The strategy received little pushback from state attorneys general.

"The state attorneys general, right off the bat when it came to the opioid problem, they didn't assert their authority to speak for the whole state when it came to litigation," he said. "They ceded some territory to plaintiff's lawyers, who now filled the void."

Which has led to what Connell referred to as "the misalignment of the values."

"What I mean by that is state attorneys general are elected," he said. "They're elected and they swear an oath to the constitution. Plaintiffs lawyers who represent a client, whether that's a city, village or a tribe, take no such oath. And so you have somebody who's supposed to be representing the state as a whole in litigation, to do the right thing on behalf of all the citizens, that value is pitted against a plaintiff's lawyer whose job it is to do the best they can for their one client. But that one client might just be one county in the state."

The strategy also is upsetting the traditional method by which states would join in major litigation, Connell said.

"It used to be the case that state attorneys general would work with other state attorneys general, work across state lines, and big national problems would be resolved by the 50 state attorneys general as a whole," he said. "Now you have the state attorneys general trying to work together while layered on top of that, all these plaintiffs lawyers are representing subdivisions of state government, meaning cities, localities, tribes. It is making it impossible for any sort of deal to be struck."

It isn't only opioid litigation that governmental subdivisions and their plaintiff's attorneys are pursuing.

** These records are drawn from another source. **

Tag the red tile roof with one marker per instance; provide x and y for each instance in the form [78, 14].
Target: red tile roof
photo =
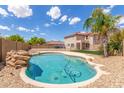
[55, 42]
[79, 33]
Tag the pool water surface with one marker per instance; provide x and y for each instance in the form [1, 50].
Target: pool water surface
[57, 68]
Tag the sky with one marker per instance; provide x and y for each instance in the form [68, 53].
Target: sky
[49, 22]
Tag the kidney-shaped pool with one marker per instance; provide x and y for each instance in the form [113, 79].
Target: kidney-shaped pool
[57, 68]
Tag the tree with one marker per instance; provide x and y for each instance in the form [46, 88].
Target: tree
[15, 38]
[36, 40]
[116, 43]
[103, 24]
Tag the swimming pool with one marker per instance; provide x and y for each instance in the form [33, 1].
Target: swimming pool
[57, 68]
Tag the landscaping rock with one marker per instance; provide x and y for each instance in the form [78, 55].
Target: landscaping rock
[22, 52]
[20, 62]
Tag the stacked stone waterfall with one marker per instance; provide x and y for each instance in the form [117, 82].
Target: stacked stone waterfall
[18, 58]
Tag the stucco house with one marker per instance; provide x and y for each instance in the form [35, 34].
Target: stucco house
[82, 40]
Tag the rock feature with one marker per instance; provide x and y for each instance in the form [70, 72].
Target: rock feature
[17, 59]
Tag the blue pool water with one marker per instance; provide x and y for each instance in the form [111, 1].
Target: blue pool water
[56, 68]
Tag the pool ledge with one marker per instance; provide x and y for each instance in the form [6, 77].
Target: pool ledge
[100, 72]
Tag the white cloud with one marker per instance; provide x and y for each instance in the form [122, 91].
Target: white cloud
[25, 29]
[43, 34]
[74, 20]
[47, 25]
[54, 13]
[20, 11]
[108, 9]
[3, 12]
[4, 27]
[37, 28]
[63, 18]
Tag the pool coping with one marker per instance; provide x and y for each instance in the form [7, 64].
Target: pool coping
[88, 58]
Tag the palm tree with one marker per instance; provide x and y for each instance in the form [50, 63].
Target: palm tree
[103, 24]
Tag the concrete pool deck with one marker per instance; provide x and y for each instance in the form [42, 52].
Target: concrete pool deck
[10, 77]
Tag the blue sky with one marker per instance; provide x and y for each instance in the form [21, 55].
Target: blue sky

Some of the same governmental subdivisions are also entering litigation over alleged generic drug price fixing that state attorneys general in 49 states already have joined.

Last month, 14 counties in New York sued the same defendants already being pursued in litigation by state attorneys general over generic drug price-fixing allegations. Local school districts have also begun to file vaping lawsuits. 

"So what we are seeing is like a cancer, the local lawsuits are metastasizing where every state attorney general used to have primary authority and primacy over the litigation position that the states should take," Connell said.

The strategy is causing uncertainty for businesses in the U.S., including those not being sued for anything.

"It's a big question for general counsel at companies that are subject to regulatory scrutiny by state attorneys general," Connell said. "CEOs should be very concerned about what they see here. 

"Because if every piece of litigation is going to end up like the opioid litigation, where you have tens of thousands of lawsuits being led by not just state AGs but by plaintiffs lawyers across the country, it is going to become more and more difficult for the business community to have any regulatory certainty that they need and that they seek."